SNP-HLA Reference Consortium
Project leaders: Nicolas Vince & Pierre-Antoine Gourraud.
Detailed project description:
For the past 10 years, genome-wide association studies (GWAS) identified more than 10,000 associations; the HLA genomic region is the top associated locus in GWAS, particularly in immune-related diseases. SNPs are the hallmark of GWAS, however, the information of this type of genetic marker is very limited, especially in the HLA region where linkage disequilibrium (LD; defined as the non-random association of allele frequencies) is strong and extends over several megabases. Indeed, a SNP associated with a pathology is only the marker of a genomic region, and it is necessary to go beyond this simple association, especially with HLA alleles, to improve our understanding of the functional mechanisms and possibly to develop therapeutic targets. HLA typing techniques are expensive, require specialized laboratory infrastructure, and are in constant evolution.
However, thanks to statistical inference, it is now possible to impute HLA alleles from genotyped GWAS SNPs.
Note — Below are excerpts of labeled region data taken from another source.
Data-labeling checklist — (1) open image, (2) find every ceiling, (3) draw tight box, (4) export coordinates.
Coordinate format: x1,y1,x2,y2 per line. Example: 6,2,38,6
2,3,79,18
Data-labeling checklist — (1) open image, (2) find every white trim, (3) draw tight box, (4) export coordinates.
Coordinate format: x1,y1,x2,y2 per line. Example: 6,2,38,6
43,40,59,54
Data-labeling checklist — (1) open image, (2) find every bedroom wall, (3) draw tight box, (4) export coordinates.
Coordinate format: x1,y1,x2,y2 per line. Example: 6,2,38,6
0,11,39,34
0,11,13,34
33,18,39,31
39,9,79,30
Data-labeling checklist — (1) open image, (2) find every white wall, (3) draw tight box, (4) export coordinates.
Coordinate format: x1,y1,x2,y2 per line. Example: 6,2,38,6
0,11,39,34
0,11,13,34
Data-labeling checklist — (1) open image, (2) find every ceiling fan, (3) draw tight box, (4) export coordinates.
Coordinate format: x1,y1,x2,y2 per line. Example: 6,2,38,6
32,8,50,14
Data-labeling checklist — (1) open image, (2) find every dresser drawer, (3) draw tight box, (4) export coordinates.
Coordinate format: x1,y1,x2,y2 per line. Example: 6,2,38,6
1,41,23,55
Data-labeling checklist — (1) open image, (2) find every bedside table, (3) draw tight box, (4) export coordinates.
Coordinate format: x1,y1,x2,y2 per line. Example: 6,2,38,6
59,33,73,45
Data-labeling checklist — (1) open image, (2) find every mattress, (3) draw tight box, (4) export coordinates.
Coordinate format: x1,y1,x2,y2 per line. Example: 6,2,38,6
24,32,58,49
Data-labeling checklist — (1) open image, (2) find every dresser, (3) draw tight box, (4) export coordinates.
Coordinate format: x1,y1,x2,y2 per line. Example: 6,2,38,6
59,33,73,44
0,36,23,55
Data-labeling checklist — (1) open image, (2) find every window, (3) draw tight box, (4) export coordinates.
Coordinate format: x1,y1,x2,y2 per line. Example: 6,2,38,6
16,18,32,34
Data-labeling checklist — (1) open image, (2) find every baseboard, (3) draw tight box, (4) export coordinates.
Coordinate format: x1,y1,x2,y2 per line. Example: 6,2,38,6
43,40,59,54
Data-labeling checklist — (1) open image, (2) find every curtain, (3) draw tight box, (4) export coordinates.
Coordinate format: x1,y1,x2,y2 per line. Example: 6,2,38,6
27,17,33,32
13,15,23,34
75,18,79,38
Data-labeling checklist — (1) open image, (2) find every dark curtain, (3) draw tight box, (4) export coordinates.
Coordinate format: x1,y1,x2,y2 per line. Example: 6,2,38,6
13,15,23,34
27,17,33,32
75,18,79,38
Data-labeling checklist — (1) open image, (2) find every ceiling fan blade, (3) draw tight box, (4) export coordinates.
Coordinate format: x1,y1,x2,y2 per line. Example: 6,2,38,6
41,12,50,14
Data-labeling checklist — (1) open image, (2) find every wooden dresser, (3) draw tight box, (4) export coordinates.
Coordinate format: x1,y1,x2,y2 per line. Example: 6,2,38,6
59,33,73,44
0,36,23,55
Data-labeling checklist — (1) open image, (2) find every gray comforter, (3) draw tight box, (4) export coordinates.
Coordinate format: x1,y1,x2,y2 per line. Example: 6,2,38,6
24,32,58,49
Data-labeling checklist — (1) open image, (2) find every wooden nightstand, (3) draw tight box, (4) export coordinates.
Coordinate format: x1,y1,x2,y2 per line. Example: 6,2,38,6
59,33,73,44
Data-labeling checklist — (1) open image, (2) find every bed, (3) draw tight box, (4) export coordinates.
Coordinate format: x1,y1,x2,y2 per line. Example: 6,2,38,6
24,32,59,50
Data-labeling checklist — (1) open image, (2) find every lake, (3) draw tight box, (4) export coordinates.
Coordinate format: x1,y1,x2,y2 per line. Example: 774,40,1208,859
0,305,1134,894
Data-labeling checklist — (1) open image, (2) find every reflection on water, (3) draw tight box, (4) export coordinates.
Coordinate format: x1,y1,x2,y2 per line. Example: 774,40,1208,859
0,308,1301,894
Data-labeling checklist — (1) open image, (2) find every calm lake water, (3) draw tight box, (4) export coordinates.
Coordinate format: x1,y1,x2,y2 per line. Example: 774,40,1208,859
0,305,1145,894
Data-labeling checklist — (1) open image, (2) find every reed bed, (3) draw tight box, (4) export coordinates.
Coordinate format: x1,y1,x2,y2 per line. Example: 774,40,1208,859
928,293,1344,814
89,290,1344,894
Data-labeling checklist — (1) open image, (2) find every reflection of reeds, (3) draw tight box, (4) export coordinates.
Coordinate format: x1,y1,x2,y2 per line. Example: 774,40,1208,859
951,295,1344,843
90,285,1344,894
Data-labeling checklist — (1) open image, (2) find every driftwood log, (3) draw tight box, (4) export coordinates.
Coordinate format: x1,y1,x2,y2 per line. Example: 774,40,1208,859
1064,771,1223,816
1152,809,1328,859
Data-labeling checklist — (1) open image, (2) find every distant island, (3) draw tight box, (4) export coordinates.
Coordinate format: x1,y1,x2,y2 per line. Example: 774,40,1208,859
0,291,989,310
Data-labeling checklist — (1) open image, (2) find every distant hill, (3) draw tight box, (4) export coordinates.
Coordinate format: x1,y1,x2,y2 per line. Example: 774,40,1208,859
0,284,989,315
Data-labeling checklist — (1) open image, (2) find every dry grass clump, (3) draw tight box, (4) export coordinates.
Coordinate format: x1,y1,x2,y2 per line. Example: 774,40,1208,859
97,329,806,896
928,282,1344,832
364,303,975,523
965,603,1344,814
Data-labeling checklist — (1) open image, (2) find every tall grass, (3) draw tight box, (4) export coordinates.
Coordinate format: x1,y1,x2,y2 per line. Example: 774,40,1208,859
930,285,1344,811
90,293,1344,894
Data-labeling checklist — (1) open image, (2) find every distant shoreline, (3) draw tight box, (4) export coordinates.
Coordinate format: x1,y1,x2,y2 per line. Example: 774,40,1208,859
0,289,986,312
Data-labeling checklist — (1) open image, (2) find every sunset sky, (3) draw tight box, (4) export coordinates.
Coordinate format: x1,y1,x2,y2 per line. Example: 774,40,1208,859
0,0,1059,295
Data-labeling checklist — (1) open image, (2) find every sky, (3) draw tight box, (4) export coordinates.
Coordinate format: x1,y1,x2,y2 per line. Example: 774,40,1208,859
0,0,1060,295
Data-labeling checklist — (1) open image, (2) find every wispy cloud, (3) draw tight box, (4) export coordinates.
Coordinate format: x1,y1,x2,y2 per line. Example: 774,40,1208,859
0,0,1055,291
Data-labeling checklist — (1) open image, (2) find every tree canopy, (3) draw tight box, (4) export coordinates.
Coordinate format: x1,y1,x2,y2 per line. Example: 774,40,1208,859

This technique requires the availability of adequate reference panels for imputation; these reference panels need improvements in terms of sample size, population diversity and SNPs exhaustiveness. The goal here is to create custom reference panels to better impute HLA from GWAS datasets. To do so, we need: (1) to gather more HLA and SNP data from numerous sources, (2) to better understand how to improve HLA imputation practices, and (3) to build a digital platform where scientists can access these custom reference panels to impute their own data (SHLARC, the SNP-HLA reference consortium).
Practically, we plan to gather HLA+SNP data from several sources: our own data, public data (the 1000 Genomes project), semi-public data (via access to dbGAP and EGA data repositories) and direct collaborations. All HLA+SNP data will never be shared directly. Only reference panels built from these datasets will be provided within our tools, reference panels contain only summary statistics (i.e. probability of having a given HLA allele for given SNPs genotypes), which are not sufficient to reconstruct individuals.
Milestones in years:
2020: Data collection and database set up. Optimisation of HLA alleles imputation.
2021: Continuation of data collection and website construction.
2022: Website beta version release, feedback integration and release of a final version.
Data required (number, type of data, inclusion/exclusion criteria):
Several types of data are suitable but all need to contain at least second-field molecular HLA typing for HLA-A, -B, -C, -DRB1, -DQB1 and SNP genotypes.
SNP genotypes: all types of GWAS chip data, sequencing data covering 500 kb around HLA genes, whole-genome sequencing WGS data.
Minimal HLA typing resolution: second-field. HLA can also be called from WGS data.
Data infrastructure required:
Data infrastructure will be hosted in Nantes University data center.
We will make use of our local high throughput calculation center (CCIPL, Nantes) to perform custom reference panels building with the help of high-performance GPUs (NVIDIA P100).